A group of young adults around a desk at a library, one of whom is in a wheelchair

Training

Long-term accessibility depends on what happens after launch. If your team publishes new pages, uploads documents or runs campaigns, they need a practical baseline they can apply confidently.

We offer training delivered by IAAP certified experts, covering document accessibility, accessible content management, accessible comms and accessible social. You can keep delivery with us, bring it fully in-house, or run a shared model.

A woman raising her hand during a presentation
  • Do I need to be accessible, and are there penalties if I am not?

    Your obligations depend on where you operate and where you sell goods or services. Some regions attach significant penalties to non-compliance, so it’s worth taking it seriously early. (We’re not legal advisers, but we can help you assess risk and implement improvements.)

    For example, non-compliance with the European Accessibility Act standards in Ireland can carry penalties of fines up to €60,000 and/or imprisonment of up to 18 months, while non-compliance with AODA regulations in Ontario, Canada could result in maximum fines of $100,000 per day for corporations, and $50,000 per day for individuals.

  • Is there an accessibility standard?

    Most accessibility frameworks reference the W3C Web Content Accessibility Guidelines (opens in new window) as the baseline, commonly at Level AA. For documents, PDF/UA (opens in new window) is widely used as the technical standard for accessible PDFs.

  • Can I use an accessibility widget to make my website compliant?

    Overlays don’t fix the underlying issues in your code or content. They can create new barriers for assistive tech users and they don’t remove legal risk.

    If you’re considering an overlay, we recommend investing that budget in real remediation and accessible patterns your team can maintain.

  • What if my target clients don't have disabilities?

    Accessibility still matters. People research and buy on behalf of others, and many accessibility needs are temporary or situational. Making your digital estate easier to use reduces friction for everyone, including high-intent users trying to complete a task quickly.

  • Doesn't "accessible" just mean boring looking?
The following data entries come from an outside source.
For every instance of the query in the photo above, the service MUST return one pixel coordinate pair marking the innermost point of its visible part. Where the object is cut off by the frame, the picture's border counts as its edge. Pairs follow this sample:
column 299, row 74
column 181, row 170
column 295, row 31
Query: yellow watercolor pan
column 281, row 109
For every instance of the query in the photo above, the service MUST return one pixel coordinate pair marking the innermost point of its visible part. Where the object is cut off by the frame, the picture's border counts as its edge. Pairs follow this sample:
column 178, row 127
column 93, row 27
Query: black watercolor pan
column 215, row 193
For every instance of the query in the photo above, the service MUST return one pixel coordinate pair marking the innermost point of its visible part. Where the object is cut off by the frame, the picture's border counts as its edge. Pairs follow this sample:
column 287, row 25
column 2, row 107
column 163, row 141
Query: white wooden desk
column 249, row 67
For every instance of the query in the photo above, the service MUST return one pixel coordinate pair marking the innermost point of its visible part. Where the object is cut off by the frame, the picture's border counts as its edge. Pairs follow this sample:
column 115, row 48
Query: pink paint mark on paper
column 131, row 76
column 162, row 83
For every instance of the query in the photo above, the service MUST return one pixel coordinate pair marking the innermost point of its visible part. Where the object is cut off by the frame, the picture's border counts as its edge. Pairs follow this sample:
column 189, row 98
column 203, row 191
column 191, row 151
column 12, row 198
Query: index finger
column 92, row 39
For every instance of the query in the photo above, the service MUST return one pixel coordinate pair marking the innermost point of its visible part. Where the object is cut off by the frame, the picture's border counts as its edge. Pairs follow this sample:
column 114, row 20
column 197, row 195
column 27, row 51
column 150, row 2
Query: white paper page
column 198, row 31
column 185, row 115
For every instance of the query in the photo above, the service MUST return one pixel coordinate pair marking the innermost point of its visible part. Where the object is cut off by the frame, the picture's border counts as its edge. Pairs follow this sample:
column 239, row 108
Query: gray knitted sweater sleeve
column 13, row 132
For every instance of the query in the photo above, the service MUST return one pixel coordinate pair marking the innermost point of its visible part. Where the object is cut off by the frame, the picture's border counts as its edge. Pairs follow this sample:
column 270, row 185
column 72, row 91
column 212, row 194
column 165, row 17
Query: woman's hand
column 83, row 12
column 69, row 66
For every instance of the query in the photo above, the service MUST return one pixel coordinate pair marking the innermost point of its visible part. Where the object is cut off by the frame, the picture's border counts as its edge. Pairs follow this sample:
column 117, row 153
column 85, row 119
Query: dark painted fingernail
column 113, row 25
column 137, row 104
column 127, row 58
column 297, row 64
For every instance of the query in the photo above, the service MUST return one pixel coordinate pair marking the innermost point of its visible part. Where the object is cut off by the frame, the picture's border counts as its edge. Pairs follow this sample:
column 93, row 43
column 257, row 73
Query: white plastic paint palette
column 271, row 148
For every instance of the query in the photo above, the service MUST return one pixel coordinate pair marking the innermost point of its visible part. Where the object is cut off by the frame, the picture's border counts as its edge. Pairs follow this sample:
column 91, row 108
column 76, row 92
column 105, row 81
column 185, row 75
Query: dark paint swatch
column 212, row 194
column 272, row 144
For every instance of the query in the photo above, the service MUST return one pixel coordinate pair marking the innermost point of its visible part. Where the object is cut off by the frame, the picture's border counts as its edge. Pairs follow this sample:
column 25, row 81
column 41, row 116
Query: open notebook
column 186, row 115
    No. Accessibility doesn’t remove creativity – it adds constraints that protect usability. With thoughtful design, you can create distinctive work that still meets contrast, structure and navigation requirements.
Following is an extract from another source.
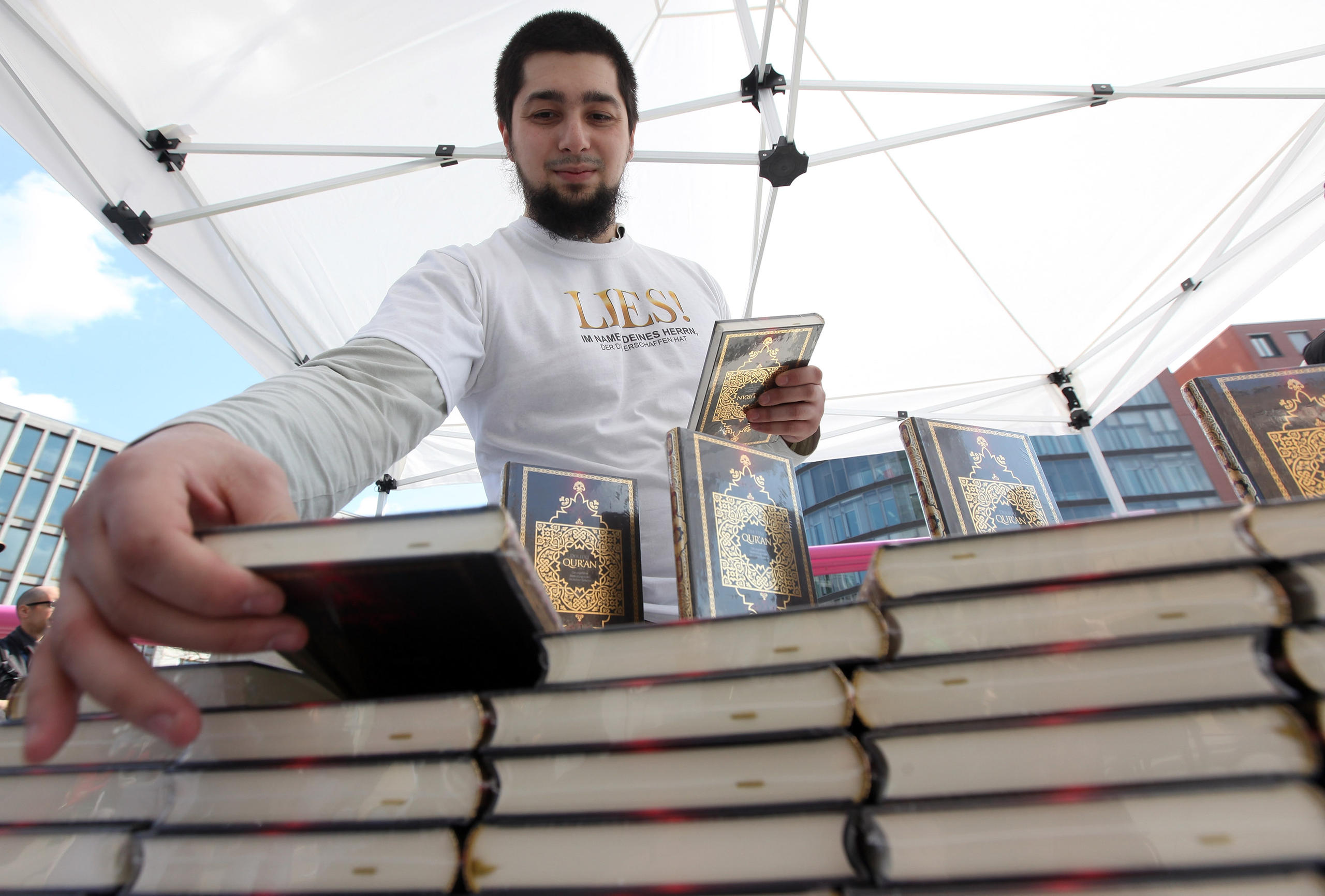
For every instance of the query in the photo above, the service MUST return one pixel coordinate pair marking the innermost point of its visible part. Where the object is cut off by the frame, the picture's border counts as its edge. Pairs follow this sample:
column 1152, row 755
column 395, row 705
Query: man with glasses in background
column 34, row 606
  • If you build me an accessible website, am I future-proofed?

    You’ll be in a strong place at handover, but accessibility is ongoing. New pages, new components and uploaded documents all need to follow the same standards, otherwise compliance can slip.

    That’s why we include guidance, QA options and training, depending on how you want to run content long-term.

  • Is accessibility expensive?

    Accessibility is often more about doing things properly than adding “extra”. Costs usually come from retrofitting rushed builds, inconsistent templates or unmanaged documents.

    A planned approach typically saves time and reduces rework, while widening reach and lowering risk.